As the evening arrived, Yves also did at exactly the time agreed and set about getting everything prepared. Our guests arrived over the next hour or so to friendly warnings not to eat too many of the root veg crisps I’d left out in an attempt at hospitality. After shepherding the group through to the dining table the amuse bouche arrived exactly on schedule. Scallop had been finely diced and perfectly seasoned before the cubes were sat on a delightful watercress veloute. I wasn’t totally convinced by the crockery here – a small bowl balanced on a second small ceramic – but this does neatly highlight another advantage of the service: Yves brings all the crockery for the service, so there’s no mountain of washing up left to tackle! I’ll take that over a style of bowl I’m not 100% on board with any day.

The starter was a cylinder formed of vertical vegetable slices, each exactly the same width, containing a mixture of Whitby crab and celeriac alongside a mildly tandoori flavoured king prawn. Even if I had somehow hidden Yves’ presence, there’s no way my guests would have believed I could have replicated the delicate care and attention lavished on this plate.

Whitby crab, Prawn

Moving onto the main course, with appetites whetted at the prospect of pan fried partridge breast, our expectations were met with ease. The meat was joined on the plate by a stuffed tomato, carefully sliced and layered potato and an incredibly densely flavoured sauce. The only thing that struck me as slightly jarring on the plate was the placement of the (delicious) parsnip that I can only describe as needlessly erect.

Partridge breast

Dessert was the real show stopper of the evening. Plates were distributed that appeared to feature a large, extremely shiny, Christmas bauble along with a jug of caramel sauce. Upon pouring the hot caramel over the bauble, the two melted together to fall to the sides of the plate and reveal a Chantilly centre. Now full of superb food we were left to our own devices while Yves retired to the kitchen and set about clearing down, even going as far as filling our dishwasher and leaving the room cleaner than it had been provided to him.

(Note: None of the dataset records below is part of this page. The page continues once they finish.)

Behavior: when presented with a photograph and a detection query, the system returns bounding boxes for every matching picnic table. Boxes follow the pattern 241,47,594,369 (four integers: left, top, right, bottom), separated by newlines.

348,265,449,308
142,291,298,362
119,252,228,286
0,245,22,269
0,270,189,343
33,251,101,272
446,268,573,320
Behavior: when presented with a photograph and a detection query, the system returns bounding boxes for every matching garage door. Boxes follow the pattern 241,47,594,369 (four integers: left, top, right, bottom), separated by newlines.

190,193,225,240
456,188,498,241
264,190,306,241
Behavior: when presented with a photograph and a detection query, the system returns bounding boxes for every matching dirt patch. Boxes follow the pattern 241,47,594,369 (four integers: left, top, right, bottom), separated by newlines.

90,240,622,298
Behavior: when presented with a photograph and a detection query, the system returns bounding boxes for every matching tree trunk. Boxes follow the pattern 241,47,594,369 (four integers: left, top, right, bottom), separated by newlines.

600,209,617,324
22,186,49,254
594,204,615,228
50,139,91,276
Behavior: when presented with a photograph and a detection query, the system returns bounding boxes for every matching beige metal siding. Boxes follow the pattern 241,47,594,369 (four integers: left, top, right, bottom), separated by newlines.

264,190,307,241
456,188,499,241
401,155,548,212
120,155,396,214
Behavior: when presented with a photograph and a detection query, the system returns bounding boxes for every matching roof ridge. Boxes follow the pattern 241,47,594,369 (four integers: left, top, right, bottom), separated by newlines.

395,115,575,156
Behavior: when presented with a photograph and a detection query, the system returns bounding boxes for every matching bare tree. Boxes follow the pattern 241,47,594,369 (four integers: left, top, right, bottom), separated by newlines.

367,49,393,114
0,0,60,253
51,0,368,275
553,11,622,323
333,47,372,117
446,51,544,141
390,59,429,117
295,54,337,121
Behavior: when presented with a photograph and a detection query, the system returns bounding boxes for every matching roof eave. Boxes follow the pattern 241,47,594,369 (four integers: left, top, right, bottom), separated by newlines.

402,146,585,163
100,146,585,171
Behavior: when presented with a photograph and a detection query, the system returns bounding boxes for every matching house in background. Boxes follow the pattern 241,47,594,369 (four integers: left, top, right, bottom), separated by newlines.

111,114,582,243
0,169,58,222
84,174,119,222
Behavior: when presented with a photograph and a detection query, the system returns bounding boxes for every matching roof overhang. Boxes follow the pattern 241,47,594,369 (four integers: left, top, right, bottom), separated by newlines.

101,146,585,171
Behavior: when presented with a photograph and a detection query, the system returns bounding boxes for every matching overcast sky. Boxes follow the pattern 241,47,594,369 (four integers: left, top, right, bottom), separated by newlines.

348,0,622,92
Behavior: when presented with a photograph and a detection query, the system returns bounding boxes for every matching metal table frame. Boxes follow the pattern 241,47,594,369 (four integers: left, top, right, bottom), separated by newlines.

Chocolate sphere, Chantilly

Our guests all said how much they had enjoyed the evening and that this had been a unique experience. As a host, I found the event stress free and well-organised and Yves was extremely personable to have in my house. Yves’s menus currently start at £59 a head and other La Belle Assiette menus are available from just £39 a head which, while more than an average restaurant meal, I felt represented good value for the convenience, quality and theatricality of the evening.

Disclaimer: We were asked to review the experience and offered it on a complimentary basis. All opinions remain impartial.